PSMA MRI Guided Prostate SABR ARGOS-CLIMBER Phase I/II Trial: A Primary Endpoint Analysis.
Objective: The XXXXX trial is a multi-institutional phase I/II study utilizing a combined PSMA PET/MRI approach to treat dominant intraprostatic lesions (DILs) and affected lymph nodes in unfavorable intermediate and high-risk prostate cancer using a five fraction SABR and simultaneous in-field boost (SIB) technique. Here we report on the primary endpoint of toxicity within 6 months of treatment.
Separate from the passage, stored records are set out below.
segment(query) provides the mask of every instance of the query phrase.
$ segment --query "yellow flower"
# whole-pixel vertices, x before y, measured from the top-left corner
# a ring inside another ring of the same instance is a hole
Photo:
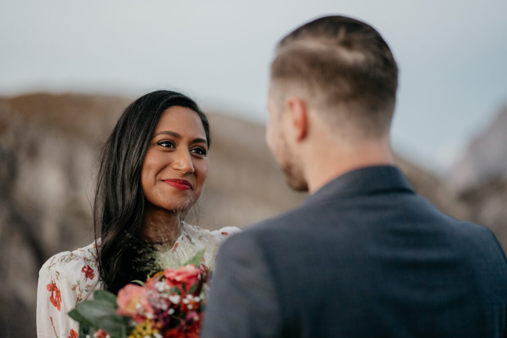
[[[149,319],[135,326],[130,332],[128,338],[145,338],[147,336],[153,337],[154,333],[158,333],[159,331],[153,327],[153,323]]]

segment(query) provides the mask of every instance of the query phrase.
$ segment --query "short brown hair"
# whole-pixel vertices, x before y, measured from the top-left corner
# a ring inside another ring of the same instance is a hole
[[[271,64],[272,81],[302,86],[321,109],[343,105],[353,116],[337,118],[370,137],[388,132],[397,78],[396,61],[378,32],[343,16],[320,18],[287,35]]]

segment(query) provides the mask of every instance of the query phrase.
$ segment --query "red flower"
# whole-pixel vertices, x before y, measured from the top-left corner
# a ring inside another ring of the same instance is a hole
[[[95,274],[93,273],[93,269],[90,268],[89,265],[83,267],[83,269],[81,269],[81,272],[85,274],[85,281],[87,279],[93,279],[93,278],[95,277]]]
[[[183,293],[185,293],[182,284],[185,282],[185,288],[188,291],[194,284],[199,282],[199,273],[198,269],[196,269],[194,265],[189,264],[177,269],[166,269],[164,272],[164,275],[169,287],[177,286]]]
[[[60,293],[60,290],[58,288],[56,287],[56,284],[53,281],[51,281],[51,284],[48,284],[46,286],[46,288],[48,289],[50,292],[51,293],[51,295],[49,297],[49,301],[51,302],[51,304],[55,306],[58,311],[60,311],[60,304],[62,302],[62,296],[61,293]]]

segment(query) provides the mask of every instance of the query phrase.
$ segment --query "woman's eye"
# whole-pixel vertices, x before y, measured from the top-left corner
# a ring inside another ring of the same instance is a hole
[[[207,154],[206,149],[204,149],[204,148],[201,148],[201,147],[197,147],[197,148],[194,148],[191,151],[191,152],[194,154],[197,154],[199,156],[202,156],[202,157],[206,156],[206,155]]]
[[[174,148],[174,144],[171,141],[159,141],[157,142],[157,145],[160,145],[164,148]]]

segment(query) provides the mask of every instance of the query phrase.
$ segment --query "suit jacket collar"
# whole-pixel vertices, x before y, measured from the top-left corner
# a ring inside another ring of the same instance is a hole
[[[403,191],[414,194],[401,171],[390,165],[367,167],[345,173],[310,195],[304,204],[331,198]]]

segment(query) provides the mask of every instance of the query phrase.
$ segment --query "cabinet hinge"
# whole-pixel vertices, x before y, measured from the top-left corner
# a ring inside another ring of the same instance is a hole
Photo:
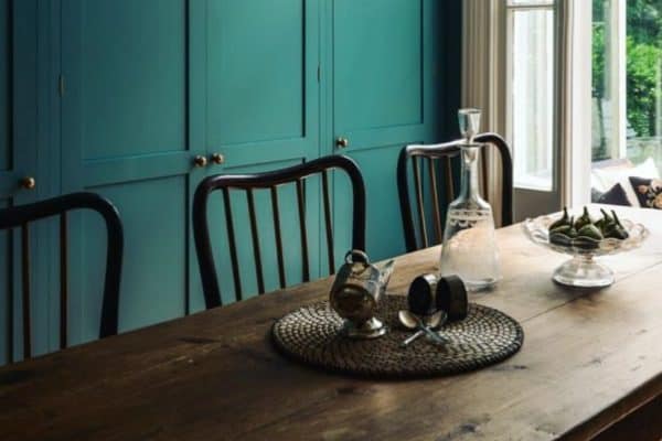
[[[64,96],[64,75],[60,75],[57,78],[57,92],[60,93],[61,97]]]

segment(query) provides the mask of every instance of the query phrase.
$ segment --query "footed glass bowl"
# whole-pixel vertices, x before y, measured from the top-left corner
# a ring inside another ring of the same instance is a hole
[[[569,238],[565,235],[557,237],[557,243],[549,241],[549,225],[557,220],[559,215],[540,216],[524,220],[524,233],[538,245],[563,252],[573,258],[554,270],[556,282],[569,287],[601,288],[613,283],[613,271],[598,263],[595,258],[628,251],[641,245],[648,236],[648,229],[628,219],[621,219],[623,228],[628,232],[627,239],[607,238],[596,240],[588,237]]]

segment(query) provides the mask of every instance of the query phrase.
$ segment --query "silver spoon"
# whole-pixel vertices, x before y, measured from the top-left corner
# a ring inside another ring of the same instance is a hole
[[[439,324],[441,323],[441,319],[446,318],[446,313],[444,311],[435,312],[433,315],[426,319],[425,323],[420,318],[418,318],[418,315],[406,310],[398,311],[397,318],[399,319],[399,322],[403,325],[405,325],[405,327],[409,330],[418,330],[417,333],[409,336],[403,342],[403,346],[408,345],[414,340],[423,335],[423,333],[428,334],[428,336],[433,338],[436,343],[444,344],[447,342],[446,338],[441,337],[439,334],[431,330],[433,327],[439,326]]]

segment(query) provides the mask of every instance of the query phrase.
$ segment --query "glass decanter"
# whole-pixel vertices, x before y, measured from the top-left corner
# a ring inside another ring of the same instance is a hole
[[[479,194],[478,158],[481,144],[473,142],[480,126],[480,110],[458,111],[461,148],[459,196],[448,205],[440,275],[457,275],[469,290],[489,289],[501,278],[492,207]]]

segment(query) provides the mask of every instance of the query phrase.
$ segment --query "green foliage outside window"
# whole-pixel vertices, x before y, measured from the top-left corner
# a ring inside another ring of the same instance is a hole
[[[592,3],[592,96],[598,98],[599,106],[601,99],[607,98],[605,96],[606,3],[608,4],[609,0],[594,0]],[[662,0],[627,0],[626,11],[628,126],[638,138],[659,136],[662,135],[656,130],[656,105],[661,98],[662,86]],[[599,108],[598,111],[601,109]],[[604,147],[601,142],[601,150]],[[605,151],[594,151],[594,159],[604,157],[605,153]]]

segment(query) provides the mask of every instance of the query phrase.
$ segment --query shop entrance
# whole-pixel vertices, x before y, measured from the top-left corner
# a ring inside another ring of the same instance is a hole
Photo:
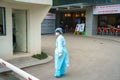
[[[65,32],[74,32],[78,22],[85,23],[85,11],[61,12],[60,26],[64,27]]]
[[[27,11],[13,9],[13,50],[27,52]]]

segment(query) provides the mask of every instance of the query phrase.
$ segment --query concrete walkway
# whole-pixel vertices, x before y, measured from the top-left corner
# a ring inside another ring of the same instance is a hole
[[[47,62],[51,61],[52,59],[53,59],[52,56],[48,56],[48,58],[43,59],[43,60],[38,60],[38,59],[32,58],[32,57],[19,57],[19,58],[15,58],[15,59],[10,59],[10,60],[8,60],[8,62],[14,66],[17,66],[18,68],[27,68],[27,67],[47,63]],[[11,70],[6,67],[3,67],[0,64],[0,73],[7,72],[7,71],[11,71]]]
[[[70,55],[70,67],[66,76],[54,78],[54,61],[24,70],[40,80],[120,80],[119,37],[114,39],[112,36],[86,37],[73,34],[64,36]],[[54,35],[42,35],[42,50],[52,56],[55,39]]]

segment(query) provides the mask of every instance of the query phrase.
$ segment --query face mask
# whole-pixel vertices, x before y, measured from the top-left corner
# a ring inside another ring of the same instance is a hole
[[[59,33],[55,33],[55,35],[56,35],[56,36],[58,36],[58,35],[59,35]]]

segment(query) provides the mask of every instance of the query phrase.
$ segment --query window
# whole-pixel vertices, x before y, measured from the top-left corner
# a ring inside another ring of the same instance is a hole
[[[0,36],[6,35],[5,8],[0,7]]]

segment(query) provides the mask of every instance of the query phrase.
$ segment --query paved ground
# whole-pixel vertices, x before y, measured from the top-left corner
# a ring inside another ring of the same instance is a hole
[[[53,61],[24,70],[40,80],[120,80],[119,41],[72,34],[64,36],[71,64],[66,76],[60,79],[53,77]],[[54,54],[55,38],[54,35],[42,35],[42,50],[44,52],[50,55]],[[120,40],[120,38],[116,39]]]

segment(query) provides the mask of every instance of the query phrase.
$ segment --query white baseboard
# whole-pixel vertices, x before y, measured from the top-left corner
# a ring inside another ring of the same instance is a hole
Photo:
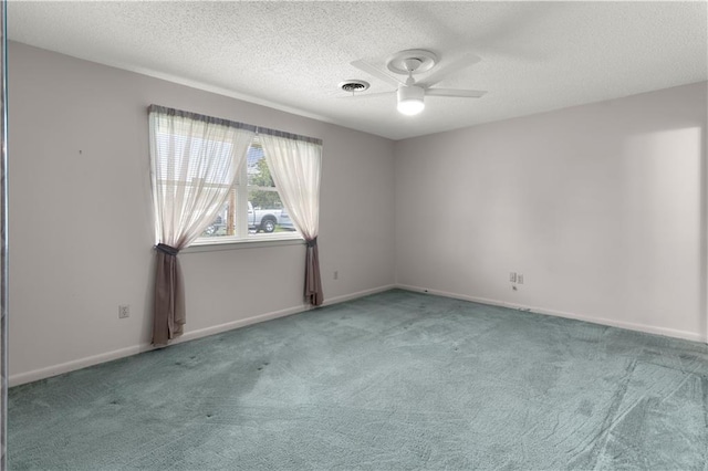
[[[345,301],[355,300],[357,297],[367,296],[369,294],[381,293],[396,287],[393,284],[375,287],[372,290],[358,291],[356,293],[335,296],[332,299],[325,299],[323,305],[343,303]],[[259,314],[252,317],[241,318],[238,321],[227,322],[225,324],[214,325],[210,327],[199,328],[196,331],[186,332],[180,337],[170,342],[170,345],[181,344],[183,342],[194,341],[196,338],[208,337],[209,335],[220,334],[222,332],[231,331],[233,328],[246,327],[248,325],[258,324],[260,322],[270,321],[278,317],[284,317],[292,314],[310,311],[313,307],[306,304],[300,306],[288,307],[280,311]],[[85,358],[79,358],[71,362],[62,363],[59,365],[48,366],[45,368],[33,369],[27,373],[19,373],[9,377],[10,386],[19,386],[25,383],[38,381],[40,379],[50,378],[52,376],[62,375],[64,373],[73,371],[88,366],[98,365],[101,363],[111,362],[126,356],[137,355],[143,352],[149,352],[155,349],[149,343],[143,343],[131,347],[119,348],[113,352],[106,352],[97,355],[92,355]]]
[[[701,343],[708,342],[708,339],[705,336],[696,332],[678,331],[675,328],[658,327],[655,325],[647,325],[647,324],[636,324],[632,322],[617,321],[614,318],[594,317],[594,316],[589,316],[584,314],[569,313],[564,311],[546,310],[544,307],[507,303],[503,301],[489,300],[486,297],[477,297],[477,296],[468,296],[465,294],[449,293],[447,291],[428,290],[426,287],[412,286],[407,284],[397,284],[396,287],[400,290],[415,291],[418,293],[428,293],[428,294],[435,294],[438,296],[452,297],[456,300],[471,301],[475,303],[488,304],[492,306],[509,307],[509,308],[520,310],[520,311],[530,311],[535,314],[552,315],[556,317],[565,317],[565,318],[572,318],[575,321],[590,322],[592,324],[608,325],[611,327],[626,328],[628,331],[637,331],[637,332],[644,332],[647,334],[664,335],[666,337],[681,338],[684,341],[701,342]]]

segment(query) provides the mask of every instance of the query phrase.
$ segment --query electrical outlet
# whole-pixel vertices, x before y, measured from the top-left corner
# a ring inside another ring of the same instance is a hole
[[[121,304],[118,306],[118,318],[131,317],[131,305],[129,304]]]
Methods: SIB volumes were defined utilizing a PET/MRI acquired using 18F-PSMA 1007. Five fraction SABR was planned to deliver doses (maximum SIB) to prostate 35 Gy (50 Gy), SV 25 Gy (50 Gy) and lymph nodes 25 Gy (35 Gy) while respecting OAR's. Toxicity and QOL were assessed according to CTCAE 5.0 and EPIC-26 during radiation, at 6 weeks post-treatment and at 6 months post treatment.
Results: In total 50 patients were treated, 23 patients had unfavorable intermediate risk disease, 23 were high risk, and 4 were very high-risk prostate cancer. Median prostate SIB of 41.6 Gy (IQR: 39.3-44.8 Gy) was delivered to a median of 1 intra-prostatic lesion. Eighteen patients received nodal treatment. There was a single acute grade 3 GI toxicity of diarrhea and a single late grade 4 GI toxicity of bleeding. With a median follow-up of 12 months, the EPIC-26 scale showed an increase in urinary irritation (p < 0.001) and no differences for urinary incontinence (p=0.12) and GI QOL (p=0.65) and a decrease in hormonal/sexual QOL (p < 0.001 and p < 0.001). Mean ± SD PSA, maximum SUV on PET and maximum MRI PiRADS scores at baseline to 6 months were 15.4 ± 10.3 to 0.18 ± 0.40 ng/mL, 25.5 ± 19.5 to 4.5 ± 7.7, and 4.7 ± 0.6 to 2.9 ± 1.5 respectively.
Conclusions: XXXXX demonstrated acceptable toxicity using 5 fraction SABR with PET/MRI directed SIB to prostate and lymph nodes.